Alternatively, the following also works

i = dr.opaque(Int, 0)
for _ in range(1000):
    y = f(y, i)
    i += 1
    dr.eval(y, i)

To track down such issues, use the function drjit.whos() (and possibly, increase the log level as explained above). If you notice that every iteration of a loop generates soft or hard cache misses, the issue is potentially due to a changing literal constant.

Caching, continued¶

Another pattern that can break kernel caching are growing dependency chains. Consider a function f that fetches numbers from a random number generator (in this case, using the builtin PCG32 pseudorandom number generator provided by Dr.Jit – however, note that the issue explained here is not specific to random number generation).

A loop calls this function 1000 times in a row and accumulates the results:

from drjit.auto import PCG32

rng = PCG32(100000)
y = Float(0)

for _ in range(1000):
    y += f(rng)
    dr.eval(y)

Benchmarking a program of the above form will likely reveal that kernels launched the loop become progressively slower. Furthermore, kernel caching doesn’t work, and 1000 separate costly compilation steps are needed. What is going on?!

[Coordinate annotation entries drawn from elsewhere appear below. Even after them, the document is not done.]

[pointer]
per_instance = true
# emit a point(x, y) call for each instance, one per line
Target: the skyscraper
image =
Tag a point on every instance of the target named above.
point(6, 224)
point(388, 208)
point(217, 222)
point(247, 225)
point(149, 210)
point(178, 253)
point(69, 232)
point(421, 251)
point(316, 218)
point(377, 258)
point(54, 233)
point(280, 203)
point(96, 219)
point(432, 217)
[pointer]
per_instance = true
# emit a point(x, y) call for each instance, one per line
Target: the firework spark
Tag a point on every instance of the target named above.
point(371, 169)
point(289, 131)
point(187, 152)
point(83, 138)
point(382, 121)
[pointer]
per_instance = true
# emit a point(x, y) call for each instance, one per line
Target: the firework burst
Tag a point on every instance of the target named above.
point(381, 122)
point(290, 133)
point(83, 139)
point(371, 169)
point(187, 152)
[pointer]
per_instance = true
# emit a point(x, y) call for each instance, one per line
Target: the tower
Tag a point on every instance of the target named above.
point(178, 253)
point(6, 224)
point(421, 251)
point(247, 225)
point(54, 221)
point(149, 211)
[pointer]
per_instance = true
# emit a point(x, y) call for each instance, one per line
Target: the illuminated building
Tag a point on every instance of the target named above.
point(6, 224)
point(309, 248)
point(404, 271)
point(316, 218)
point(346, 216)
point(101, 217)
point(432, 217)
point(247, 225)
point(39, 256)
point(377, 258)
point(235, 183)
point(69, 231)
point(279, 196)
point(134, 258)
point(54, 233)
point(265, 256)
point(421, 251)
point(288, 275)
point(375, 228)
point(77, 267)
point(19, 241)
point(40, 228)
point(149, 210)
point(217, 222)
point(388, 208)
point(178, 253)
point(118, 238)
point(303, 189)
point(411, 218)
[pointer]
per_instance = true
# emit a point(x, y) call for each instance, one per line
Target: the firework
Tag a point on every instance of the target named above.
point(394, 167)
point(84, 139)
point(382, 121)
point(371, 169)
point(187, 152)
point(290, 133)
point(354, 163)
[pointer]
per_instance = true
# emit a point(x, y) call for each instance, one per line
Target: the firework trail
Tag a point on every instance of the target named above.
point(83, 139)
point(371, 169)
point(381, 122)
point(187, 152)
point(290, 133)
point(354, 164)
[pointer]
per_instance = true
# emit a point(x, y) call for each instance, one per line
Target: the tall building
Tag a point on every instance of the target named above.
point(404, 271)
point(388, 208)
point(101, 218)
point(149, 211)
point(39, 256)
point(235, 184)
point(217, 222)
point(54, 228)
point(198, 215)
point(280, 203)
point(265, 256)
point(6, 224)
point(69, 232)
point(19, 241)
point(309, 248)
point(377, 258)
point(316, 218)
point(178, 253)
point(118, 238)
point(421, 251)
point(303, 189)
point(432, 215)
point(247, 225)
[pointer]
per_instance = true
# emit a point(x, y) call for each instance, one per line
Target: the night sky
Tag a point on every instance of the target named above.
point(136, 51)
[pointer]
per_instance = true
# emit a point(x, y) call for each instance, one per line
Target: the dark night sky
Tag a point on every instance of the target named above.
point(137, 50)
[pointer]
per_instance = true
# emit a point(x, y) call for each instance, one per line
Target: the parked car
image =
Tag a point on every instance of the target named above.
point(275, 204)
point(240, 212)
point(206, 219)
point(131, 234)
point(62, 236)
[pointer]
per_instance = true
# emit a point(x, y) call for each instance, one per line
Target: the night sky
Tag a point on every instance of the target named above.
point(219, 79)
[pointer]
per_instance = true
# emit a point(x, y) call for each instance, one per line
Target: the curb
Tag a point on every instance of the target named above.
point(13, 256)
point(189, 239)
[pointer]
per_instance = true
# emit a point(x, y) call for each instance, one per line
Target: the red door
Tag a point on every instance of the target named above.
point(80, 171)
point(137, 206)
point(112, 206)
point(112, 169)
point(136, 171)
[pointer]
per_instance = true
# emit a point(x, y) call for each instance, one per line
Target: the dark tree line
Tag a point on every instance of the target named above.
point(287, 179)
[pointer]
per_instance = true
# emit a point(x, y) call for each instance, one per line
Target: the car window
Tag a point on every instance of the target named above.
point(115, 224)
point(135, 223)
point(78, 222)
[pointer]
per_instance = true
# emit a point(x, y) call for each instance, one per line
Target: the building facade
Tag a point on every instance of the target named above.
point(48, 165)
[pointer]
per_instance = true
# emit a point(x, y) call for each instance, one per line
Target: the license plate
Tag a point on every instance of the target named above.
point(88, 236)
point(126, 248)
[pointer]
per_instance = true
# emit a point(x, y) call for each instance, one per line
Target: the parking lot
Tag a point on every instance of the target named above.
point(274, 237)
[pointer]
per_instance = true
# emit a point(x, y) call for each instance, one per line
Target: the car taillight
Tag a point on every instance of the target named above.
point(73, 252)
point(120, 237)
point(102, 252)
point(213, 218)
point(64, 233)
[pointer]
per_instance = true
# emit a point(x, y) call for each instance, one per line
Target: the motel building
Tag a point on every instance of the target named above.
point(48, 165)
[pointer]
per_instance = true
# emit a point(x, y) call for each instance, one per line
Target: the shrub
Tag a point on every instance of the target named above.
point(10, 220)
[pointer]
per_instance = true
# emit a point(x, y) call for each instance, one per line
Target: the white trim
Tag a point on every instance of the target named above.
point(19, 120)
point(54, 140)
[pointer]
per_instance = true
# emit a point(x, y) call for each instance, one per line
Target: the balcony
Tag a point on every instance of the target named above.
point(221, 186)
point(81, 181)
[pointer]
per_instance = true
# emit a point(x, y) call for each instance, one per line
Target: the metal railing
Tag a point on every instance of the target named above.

The problem is that the random number generator has an internal state variable rng.state that evolves whenever the function f fetches a new sample (e.g., using rng.next_float32()). If we never explicitly evaluate the random number generator, then these updates remain in computation graph form. Consequently, each iteration of the loop will repeat all (up to 1000) steps to re-play the rng state up to the current iteration, which breaks caching and causes the progressive slowdown. The fix is easy:

dr.eval(x, rng)

we must simply remember to also evaluate the rng variable.

Element-wise access¶

Element-wise access along the trailing (vectorized) dimension of Dr.Jit arrays is best avoided. For example, the following is inefficient:

x: Float = f(...) # Some function, which produces a large output array
for i in range(len(x)):
    if x[i] < 0:
        raise Exception('Negative element found!')

If x is a 1-million entry drjit.cuda.Float array, the loop will generate 1 million separate PCI-Express transactions that each copy a tiny 4-byte value to the CPU. This is on top of the general inefficiency of iterating over many values in an interpreted programming language.

Instead, prefer vectorized constructions:

if dr.any(x < 0):
    raise Exception('Negative element found!')

If you absolutely must iterate over scalar elements, it’s better to use a host-centric array framework, e.g., by calling x.numpy() to convert x into a NumPy array.